To remove linear trends, it is often desirable to high-pass filter the data.

KEY STEP 6: Remove linear trends.

We recommend filtering continuous EEG data, before epoching or artifact removal, although epoched data can also be filtered with this function (each epoch being filtered separately). Filtering the continuous data minimizes the introduction of filtering artifacts at epoch boundaries. Select Tools > Filter the data > Basic FIR filter, enter 1 (Hz) as the Lower edge frequency, and press OK.
A pop_newset.m window will pop up to ask for the name of the new dataset. We choose to modify the dataset name and to overwrite the parent dataset by checking the Overwrite parent checkbox, then pressing the OK button.
I42pop newset.png
Note that if high-pass and low-pass cutoff frequencies are BOTH selected, the filtering routine may not work. To avoid this problem, we recommend first applying the low-pass filter and then, in a second call, the high-pass filter (or vice versa).

Another common use for bandpass filtering is to remove 50-Hz or 60-Hz line noise. The filtering option in EEGLAB, eegfilt.m, uses linear finite impulse response (FIR) filtering. If the Matlab Signal Processing Toolbox is present, it uses the Matlab routine filtfilt(). This applies the filter forward and then again backward, to ensure that phase delays introduced by the filter are nullified.

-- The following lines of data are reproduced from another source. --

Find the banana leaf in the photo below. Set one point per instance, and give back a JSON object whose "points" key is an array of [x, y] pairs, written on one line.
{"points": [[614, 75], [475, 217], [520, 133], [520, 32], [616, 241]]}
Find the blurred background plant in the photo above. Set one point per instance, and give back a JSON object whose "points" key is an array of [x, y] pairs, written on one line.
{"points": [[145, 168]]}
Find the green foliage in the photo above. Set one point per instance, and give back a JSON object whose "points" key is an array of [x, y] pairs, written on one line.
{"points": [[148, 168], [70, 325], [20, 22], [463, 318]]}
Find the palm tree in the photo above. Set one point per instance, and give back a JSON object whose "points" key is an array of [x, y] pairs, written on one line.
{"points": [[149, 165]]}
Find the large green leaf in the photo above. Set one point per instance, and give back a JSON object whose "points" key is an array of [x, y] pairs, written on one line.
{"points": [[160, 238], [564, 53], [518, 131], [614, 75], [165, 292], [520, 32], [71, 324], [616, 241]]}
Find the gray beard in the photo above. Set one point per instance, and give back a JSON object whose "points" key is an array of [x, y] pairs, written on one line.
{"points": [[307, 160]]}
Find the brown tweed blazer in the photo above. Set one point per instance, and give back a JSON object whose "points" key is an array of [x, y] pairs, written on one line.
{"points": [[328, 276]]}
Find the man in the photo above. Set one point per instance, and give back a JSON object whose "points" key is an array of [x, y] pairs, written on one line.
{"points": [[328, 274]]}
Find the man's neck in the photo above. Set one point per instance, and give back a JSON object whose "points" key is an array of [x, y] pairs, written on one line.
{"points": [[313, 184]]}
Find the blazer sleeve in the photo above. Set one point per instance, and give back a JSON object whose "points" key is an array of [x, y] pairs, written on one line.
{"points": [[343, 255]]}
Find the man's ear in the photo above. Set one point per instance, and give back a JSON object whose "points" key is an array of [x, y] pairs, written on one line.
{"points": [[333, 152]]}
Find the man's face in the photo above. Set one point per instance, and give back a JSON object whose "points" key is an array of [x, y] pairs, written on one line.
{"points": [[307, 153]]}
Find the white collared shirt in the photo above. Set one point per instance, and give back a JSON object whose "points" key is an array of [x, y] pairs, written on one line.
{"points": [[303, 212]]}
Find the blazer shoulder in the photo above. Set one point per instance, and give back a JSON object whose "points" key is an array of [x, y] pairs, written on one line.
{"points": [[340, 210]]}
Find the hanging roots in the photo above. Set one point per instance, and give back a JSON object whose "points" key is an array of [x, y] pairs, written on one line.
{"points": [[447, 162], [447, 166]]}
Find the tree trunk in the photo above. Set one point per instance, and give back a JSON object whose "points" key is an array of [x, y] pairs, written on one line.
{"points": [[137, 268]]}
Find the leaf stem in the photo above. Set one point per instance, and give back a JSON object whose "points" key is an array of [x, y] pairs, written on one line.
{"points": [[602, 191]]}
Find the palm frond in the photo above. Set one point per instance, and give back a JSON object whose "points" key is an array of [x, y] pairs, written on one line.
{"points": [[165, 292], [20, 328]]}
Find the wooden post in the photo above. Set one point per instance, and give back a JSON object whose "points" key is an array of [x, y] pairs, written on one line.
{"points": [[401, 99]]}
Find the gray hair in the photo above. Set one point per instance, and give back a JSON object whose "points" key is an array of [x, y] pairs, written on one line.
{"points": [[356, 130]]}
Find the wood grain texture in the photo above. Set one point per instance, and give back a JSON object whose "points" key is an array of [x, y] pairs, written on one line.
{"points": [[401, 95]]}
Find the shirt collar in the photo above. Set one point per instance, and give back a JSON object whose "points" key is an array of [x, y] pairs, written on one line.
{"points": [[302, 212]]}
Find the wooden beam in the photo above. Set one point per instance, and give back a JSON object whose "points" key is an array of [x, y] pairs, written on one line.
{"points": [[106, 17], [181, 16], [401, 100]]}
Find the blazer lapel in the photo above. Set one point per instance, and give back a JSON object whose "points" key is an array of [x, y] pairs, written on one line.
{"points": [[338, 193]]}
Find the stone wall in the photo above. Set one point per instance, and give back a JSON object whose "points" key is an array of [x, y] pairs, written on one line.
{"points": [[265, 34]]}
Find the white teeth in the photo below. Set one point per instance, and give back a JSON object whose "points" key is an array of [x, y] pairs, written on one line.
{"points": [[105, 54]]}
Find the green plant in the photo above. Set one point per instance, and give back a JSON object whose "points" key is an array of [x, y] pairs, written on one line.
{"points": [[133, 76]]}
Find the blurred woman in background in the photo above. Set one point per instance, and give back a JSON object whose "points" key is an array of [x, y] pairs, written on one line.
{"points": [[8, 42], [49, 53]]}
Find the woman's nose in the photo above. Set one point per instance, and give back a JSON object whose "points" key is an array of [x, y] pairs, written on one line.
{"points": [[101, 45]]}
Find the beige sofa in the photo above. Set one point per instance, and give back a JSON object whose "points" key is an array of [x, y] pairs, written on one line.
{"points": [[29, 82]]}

If the Matlab Signal Processing toobox is not present, EEGLAB uses a simple filtering method involving the inverse fourrier transform.

A infinite impulse response (IIR) filter plug-in is also distributed with EEGLAB. See menu item Tools > Filter the data (IIR). It uses the same graphical interface as the FIR filtering option described above. Although IIR filters usually introduce different phase delays at different frequencies, this is compensated for by again applying filtering in reverse using Matlab function filtfilt(). In practice, we suggest you test the use of this IIR filter, as it is stronger (and shorter) than FIR filters.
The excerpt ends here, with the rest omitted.